Comparing the proportions of diabetes subgroups in included vs excluded participants did not indicate any selection bias. However, a certain degree of selection bias was evident when comparing the baseline characteristics. For example, the participants included in the present analysis had a slightly better cardiometabolic risk profile than those who were excluded, which might have attenuated the differences between diabetes subgroups.
The strengths of our study are the inclusion of men with type 1 diabetes and type 2 diabetes and the information on the clustering variables, which allowed us to investigate the prevalence of erectile dysfunction in the novel diabetes subgroups. Furthermore, the study included adults within their first year of diabetes diagnosis so that findings were not confounded by long-term hyperglycaemia and the increasing prevalence of other diabetes-related complications.
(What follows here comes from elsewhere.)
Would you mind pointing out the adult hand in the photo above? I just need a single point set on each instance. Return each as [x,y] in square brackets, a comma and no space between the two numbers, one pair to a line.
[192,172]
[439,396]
Our study also has some limitations that warrant consideration when interpreting the results. Limitations include its sample size (specifically limiting the statistical power of pairwise comparisons between diabetes subgroups and of comparisons with non-diabetic men) and its restriction to men from Germany. Therefore, our findings need validation in studies with larger sample sizes and more diverse populations. In addition, although we used a validated questionnaire to assess erectile dysfunction, our assessment is limited because the IIEF questionnaire only evaluates erectile dysfunction acquired during the last 4 weeks, whereas ‘persistent’ erectile dysfunction can only be confirmed if lasting more than 3–6 months , and if complemented by a physical examination. Circulating levels of sex hormones and information on primary or secondary hypogonadism were not available for the study sample, meaning that their analysis in the context of the novel diabetes subgroups was not possible. Another limitation is the potential response bias; as this study involved an outcome related to male sexuality, questions concerning sexual performance may feel too personal for some men and increase the likelihood of not answering.
Our study shows that novel diabetes subgroups have different prevalences of erectile dysfunction. Men with SIRD, which is characterised by pronounced insulin resistance and an increased inflammatory state, and men with SIDD, which is characterised by insulin deficiency, have the highest RRs for erectile dysfunction. This finding suggests that metabolic risk factors for erectile dysfunction may differ between diabetes subgroups. The high prevalence of erectile dysfunction in SIRD and SIDD corroborates their high risk for diabetes-related complications and calls for comprehensive screening and early treatment in these subgroups. Detailed longitudinal analyses in the GDS and future studies on therapeutic responses in the context of precision diabetes medicine will clarify whether these findings will translate into clinical benefits.